Crecidita la María, con su corazón ardiente, y su revueleo de faldas —ya muerto su tutor— no faltó soldado ni mestizo, ni los mismísimos capitanes, que resistiera su encanto. Los lujuriosos españoles que se disputaban el amor de las indias guaraníes, y hasta mataban por celos, no se atrevieron a disputársela a la María por una cuestión de arcabuces. María Muratore manejaba las armas como un hombre. Pero en el demoro de sus miradas, su blanca mano y pechos —que no tuve sino a mucha distancia— eran como aguamiel para el hombre recio y sediento, cuando de voluntad se daba.
No me puedo quejar: el negocio tiene su entretener: que jaleo, que bromas, que yantar. Yo al hombre lo tomo despejado y dispuesto a olvidarse de la guerra. De mi padrino aprendí que pertenezco a una nueva casta, sin señorío ni hidalguía, pero con criollez, cosa que según él es muy valiosa, aunque todavía no se ha visto dónde reside el valer. De él también aprendí a manejar armas: que nunca se sabe lo que puede pasar. Tuve destrezas en el manejo de arcabuces, ballestas, escopetas, espingardas, pistoletas y cuchillos, navajas, lanzas y dardos, que todo me lo enseñó él, que esté en la gloria. En La Asunción no paraban de contar que mi padrino, con otros vecinos principales, destituyó a Alvar Núñez, y lo metió engrillado en un barco, fletándolo a España, cosa que fue de sentir porque el Adelantado era hombre delicado con la mujer, capaz de echarse un romance tan sabroso en alabanza de ella que la dejaba pasmada por sus finezas y él entonces, muy tierno, decía: ¡vamos, niña, esmérate! Esto me lo contaron unas negras que lo habían oído de otras mujeres que hablaban en algarabía como los tordos y papagayos que tenían en sus casas.

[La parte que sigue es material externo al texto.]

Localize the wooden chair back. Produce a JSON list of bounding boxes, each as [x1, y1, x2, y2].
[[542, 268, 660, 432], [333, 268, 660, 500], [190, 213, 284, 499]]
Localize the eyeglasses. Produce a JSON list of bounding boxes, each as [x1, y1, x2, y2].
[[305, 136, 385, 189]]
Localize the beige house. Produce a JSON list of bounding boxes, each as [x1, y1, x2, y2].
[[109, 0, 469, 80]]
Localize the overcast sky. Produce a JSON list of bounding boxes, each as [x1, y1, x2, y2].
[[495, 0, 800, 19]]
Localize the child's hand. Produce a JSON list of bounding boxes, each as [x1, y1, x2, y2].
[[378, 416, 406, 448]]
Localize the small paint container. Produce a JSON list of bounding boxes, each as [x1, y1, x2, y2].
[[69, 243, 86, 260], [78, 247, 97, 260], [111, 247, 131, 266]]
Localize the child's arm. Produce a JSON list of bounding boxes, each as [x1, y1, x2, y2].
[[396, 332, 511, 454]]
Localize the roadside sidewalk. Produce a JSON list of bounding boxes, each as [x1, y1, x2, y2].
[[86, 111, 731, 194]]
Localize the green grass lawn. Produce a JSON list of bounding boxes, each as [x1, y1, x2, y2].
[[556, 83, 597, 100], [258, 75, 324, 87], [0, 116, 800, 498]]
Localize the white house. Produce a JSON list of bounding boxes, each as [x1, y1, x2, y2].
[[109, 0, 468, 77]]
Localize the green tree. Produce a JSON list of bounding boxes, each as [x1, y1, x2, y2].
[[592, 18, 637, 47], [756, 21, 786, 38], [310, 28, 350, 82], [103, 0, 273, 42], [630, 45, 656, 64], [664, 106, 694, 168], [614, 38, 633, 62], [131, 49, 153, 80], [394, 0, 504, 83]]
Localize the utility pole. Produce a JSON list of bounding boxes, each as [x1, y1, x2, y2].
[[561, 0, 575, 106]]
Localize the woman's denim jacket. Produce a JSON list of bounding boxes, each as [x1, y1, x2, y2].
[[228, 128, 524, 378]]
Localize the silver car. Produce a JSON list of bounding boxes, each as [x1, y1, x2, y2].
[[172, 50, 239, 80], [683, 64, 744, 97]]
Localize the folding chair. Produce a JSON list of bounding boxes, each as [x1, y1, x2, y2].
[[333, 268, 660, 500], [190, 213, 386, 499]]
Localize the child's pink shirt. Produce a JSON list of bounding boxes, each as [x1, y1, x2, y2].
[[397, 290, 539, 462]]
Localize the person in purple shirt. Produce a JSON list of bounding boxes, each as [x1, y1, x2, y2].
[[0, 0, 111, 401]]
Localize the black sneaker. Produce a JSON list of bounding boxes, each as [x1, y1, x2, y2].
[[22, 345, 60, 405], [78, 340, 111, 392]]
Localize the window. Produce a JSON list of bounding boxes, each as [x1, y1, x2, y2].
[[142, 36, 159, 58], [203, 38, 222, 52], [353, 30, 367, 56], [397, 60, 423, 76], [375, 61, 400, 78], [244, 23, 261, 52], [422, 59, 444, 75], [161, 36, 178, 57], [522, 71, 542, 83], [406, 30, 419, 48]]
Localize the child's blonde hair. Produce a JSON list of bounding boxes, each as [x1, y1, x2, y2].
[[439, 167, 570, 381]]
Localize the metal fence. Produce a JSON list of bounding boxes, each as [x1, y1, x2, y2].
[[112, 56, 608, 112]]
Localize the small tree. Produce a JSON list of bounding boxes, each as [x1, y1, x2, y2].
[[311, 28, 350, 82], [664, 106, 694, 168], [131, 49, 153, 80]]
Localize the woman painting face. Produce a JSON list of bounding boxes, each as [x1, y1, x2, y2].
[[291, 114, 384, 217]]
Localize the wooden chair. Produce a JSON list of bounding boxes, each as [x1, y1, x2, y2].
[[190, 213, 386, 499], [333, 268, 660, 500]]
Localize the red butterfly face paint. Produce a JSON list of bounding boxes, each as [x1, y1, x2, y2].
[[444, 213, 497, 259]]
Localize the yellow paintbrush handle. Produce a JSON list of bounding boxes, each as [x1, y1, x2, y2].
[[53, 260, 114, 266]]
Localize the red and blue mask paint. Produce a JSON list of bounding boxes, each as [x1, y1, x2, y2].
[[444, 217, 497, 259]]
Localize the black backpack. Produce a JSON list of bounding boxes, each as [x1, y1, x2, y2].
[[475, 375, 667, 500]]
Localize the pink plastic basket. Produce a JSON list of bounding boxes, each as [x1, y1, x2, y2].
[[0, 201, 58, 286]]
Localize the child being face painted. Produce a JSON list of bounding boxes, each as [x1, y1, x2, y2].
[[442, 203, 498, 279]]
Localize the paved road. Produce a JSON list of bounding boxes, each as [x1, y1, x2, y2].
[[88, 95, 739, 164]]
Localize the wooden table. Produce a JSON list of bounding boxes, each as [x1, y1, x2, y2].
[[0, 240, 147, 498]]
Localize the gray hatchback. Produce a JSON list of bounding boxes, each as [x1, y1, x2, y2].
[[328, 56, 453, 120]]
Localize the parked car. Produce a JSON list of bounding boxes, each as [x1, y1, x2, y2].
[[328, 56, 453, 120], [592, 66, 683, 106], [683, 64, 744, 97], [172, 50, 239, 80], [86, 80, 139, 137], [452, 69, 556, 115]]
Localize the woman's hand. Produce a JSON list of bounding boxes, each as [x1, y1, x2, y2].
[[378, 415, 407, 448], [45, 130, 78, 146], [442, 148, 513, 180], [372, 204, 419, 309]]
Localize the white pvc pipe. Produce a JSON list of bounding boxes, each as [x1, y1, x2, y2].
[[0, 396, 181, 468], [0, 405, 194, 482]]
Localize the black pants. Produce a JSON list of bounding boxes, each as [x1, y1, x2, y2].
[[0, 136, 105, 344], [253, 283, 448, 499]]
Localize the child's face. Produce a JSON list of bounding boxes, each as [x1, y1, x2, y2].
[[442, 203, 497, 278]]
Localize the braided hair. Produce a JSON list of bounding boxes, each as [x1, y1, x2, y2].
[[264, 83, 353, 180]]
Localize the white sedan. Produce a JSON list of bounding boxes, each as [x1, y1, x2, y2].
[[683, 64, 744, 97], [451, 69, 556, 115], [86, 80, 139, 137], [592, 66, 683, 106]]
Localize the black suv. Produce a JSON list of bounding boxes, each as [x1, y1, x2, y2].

Crecidita la María, tampoco su tutor y padrino resistió el verdor de su mirada: Alonso Martínez bien que se enamoró. Pero la vida, en secreto, trabajaba para mí. Cada día es víspera. Y los despueses vienen con la María acostada en mi cama, pelo suelto y lágrimas.
Para este viaje me convenció Juan de Garay.
—Voy a fundar una ciudadela. Hace falta una mujer.
—¿Dónde? ¿Cuánto?
—Paraná abajo, y donde se pueda recalar. Se te pagará bien.
—¿Con qué?
—Con una suerte de chacra que se te dará a elegir.
—¿Y me podré casar?
—También marido legítimo puedes encontrar.
—¿Qué tengo que hacer?
—Enamorar.
En el espejo del agua ya estaba escrito mi destino. El barquichuelo rolaba en el río siguiendo la corriente y rolaban también los camalotes, como pensamientos tibios. El agua turbia y los camalotes: así veía yo el mundo que se presentaba para mí. Una negrura peligrosa revestida de flores. Entre estos va mi hombre —¿mi compañero?, ¿mi asesino?— y los miraba, uno por uno, desconfiando, esperando, soñando… En la calle del Pecado donde viví arrimada en casa de mi modista después que las hijas y yernos de mi padrino me echaron, sentía la misma desazón y los mismos pensamientos que ahora me asaltan. Una mujer entre tantos hombres…
Aguas abajo el río se encrespa y de las frondas salen bandadas de loros que verdean sobre el agua caliente. Desde la vera se siente el arañazo que da la tierra en cardales y espinos que crecen hacia adentro, y unos como brazos se alargan de la orilla entrando en el agua: son las boas de sol y ébano, cimbreantes, macizas, espumosas, listas para triturarnos al menor descuido.
Bajamos a una playa con la hierba brillante por la lluvia. No bien puse pie en tierra me alcanzó un pesar: aquí moriré, dije. No volveré a La Asunción. Soy la semilla: para eso me trajeron. Así, pues, hago tierra y no sofocaciones. Echo raíces y no suspiros. Me planto. Me confirmo. Pero yo no soy sólo naturaleza.
¿Gente? No se veía: escondida. Se la sentía: en el viento, en las hojas, en la arena. Fisgoneaban desde las rendijas del aire. Tuve miedo, sola, sin hombre. Extrañaba a mi padrino Alonso Martínez que se me fue tan pronto.
En el barco venían montañeses rústicos, prepotentes, aunque de escasa barba. Tenían aires de tigres a punto de saltar. Garay, que los desairaba, ordenó mantenerme lejos de ellos. Parecía mi padrino, protegiéndome. Yo le agradecía ésta y otras delicadezas.